Ternak unggas merupakan jenis yang dibudidayakan untuk tujuan produksi sebagai penghasil pangan sumber protein hewani bagi masyarakat dan memiliki nilai ekonomis bagi manusia yang memeliharanya. Beberapa jenis unggas memberikan
keuntungan antara lain adalah ayam, itik, kalkun, merpati dan puyuh. Ilmu
ternak unggas adalah ilmu yang mempelajari prinsip–prinsip produksi
(pembibitan, pembesaran, produksi telur) penaganan produk dan pemasaran produk
ternak unggas.

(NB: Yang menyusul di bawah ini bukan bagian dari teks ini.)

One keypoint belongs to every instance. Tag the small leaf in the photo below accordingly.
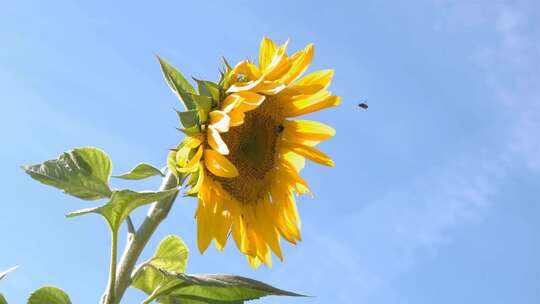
(171, 255)
(177, 82)
(209, 288)
(49, 295)
(189, 118)
(121, 204)
(3, 274)
(191, 131)
(141, 171)
(81, 172)
(208, 88)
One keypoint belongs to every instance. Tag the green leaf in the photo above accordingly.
(141, 171)
(208, 88)
(177, 82)
(82, 172)
(121, 204)
(3, 274)
(189, 118)
(49, 295)
(171, 255)
(204, 105)
(191, 131)
(208, 288)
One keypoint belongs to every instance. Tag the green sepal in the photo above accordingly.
(49, 295)
(189, 118)
(204, 105)
(190, 131)
(122, 202)
(208, 88)
(177, 82)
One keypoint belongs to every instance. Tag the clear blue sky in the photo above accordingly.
(435, 193)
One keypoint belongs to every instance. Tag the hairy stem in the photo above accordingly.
(109, 295)
(156, 214)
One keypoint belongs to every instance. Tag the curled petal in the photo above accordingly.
(218, 164)
(220, 121)
(216, 142)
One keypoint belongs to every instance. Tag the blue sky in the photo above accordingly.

Produk ternak unggas berupa daging dan telur.
Ternak
unggas merupakan media yang efisien dalam mengubah protein nabati dan bahan –
bahan lain yang umumnya tidak sesuai dengan kelaziman selera manusia menjadi
daging atau telur. Ayam, itik, puyuh, mentok dan merpati adalah beberapa contoh
unggas yang telah diternakkan dan biasa diusahakan oleh masyarakat. Unggas ini
sendiri merupakan aset sumber daya utama dari peternakan unggas.
Burung
puyuh adalah unggas daratan yang kecil namun gemuk. Mereka pemakan biji-bijian
namun juga pemakan serangga dan mangsa berukuran kecil lainnya. Mereka
bersarang di permukaan tanah, dan berkemampuan untuk lari dan terbang dengan
kecepatan tinggi namun dengan jarak tempuh yang pendek. Burung Puyuh merupakan jenis
burung yang tidak dapat terbang, ukuran tubuh relatif kecil, berkaki pendek dan
dapat diadu, Burung puyuh di sebut juga Gemak (Bhs. Jawa-Indonesia). Bahasa
asingnya disebut “Quail”, merupakan bangsa burung (liar) yang pertama kali
diternakkan di Amerika Serikat, tahun 1987. Dan dikembangkan ke penjuru dunia,
Sedangkan di Indonesia puyuh mulai dikenal, dan diternakkan semenjak akhir
tahun 1979 kini mulai bermunculan di kandang-kandang ternak yang ada di
Indonesia.
puyuh petelur, sumber : http://cybex.pertanian.go.id |
Puyuh (Coturnix coturnix japonica) merupakan salah satu sumber
diversifikasi produk daging dan telur. Dengan ukuran tubuh yang kecil, puyuh
memiliki keunikan, yaitu pertumbuhan yang cepat, dewasa kelamin lebih awal,
produksi telur yang relatif tinggi, interval generasi dalam waktu singkat, dan
periode inkubasi relatif cepat. Beberapa tahun terakhir puyuh juga dimanfaatkan
sebagai hewan coba dalam berbagai penelitian karena tahan terhadap stres, tahan
pada berbagai penyakit, dan memiliki daya kesembuhan relatif tinggi.Peternakan
burung puyuh merupakan salah satu sektor peternakan yang paling efisien dalam
menyediakan daging dan telur serta merupakan bahan makanan sumber hewani yang
bergizi tinggi.
Pada
umur enam minggu ternak burung puyuh sudah berproduksi, tidak membutuhkan
permodalan yang besar, mudah pemeliharaannya serta dapat diusahakan pada lahan
yang terbatas. Ternak burung puyuh memiliki keunggulan seperti halnya ternak
unggas lainnya, antara lain kandungan protein 13,1% dan lemak 11,1% lebih baik
dibandingkan dengan ternak unggas (ayam ras dan itik). Keuntungan lainnya yaitu
dapat berproduksi dalam usia muda, siklus reproduksi singkat, dan tidak
memerlukan lahan yang luas. Nilai jual puyuh di setiap tingkat umur cukup
tinggi, baik telur konsumsi, telur tetas, bibit, hingga afkirnya.
Klasifikasi Burung Puyuh
Kingdom : Animal
Phylum : Chordata
Kelas : Aves
Ordo : Galiformes
Famili : Phasianidae
Genus : Coturnix
Species : Coturnix Coturnix Japanica
Ternak
Burung Puyuh termasuk ternak dengan Produktivitas yang relatif tinggi.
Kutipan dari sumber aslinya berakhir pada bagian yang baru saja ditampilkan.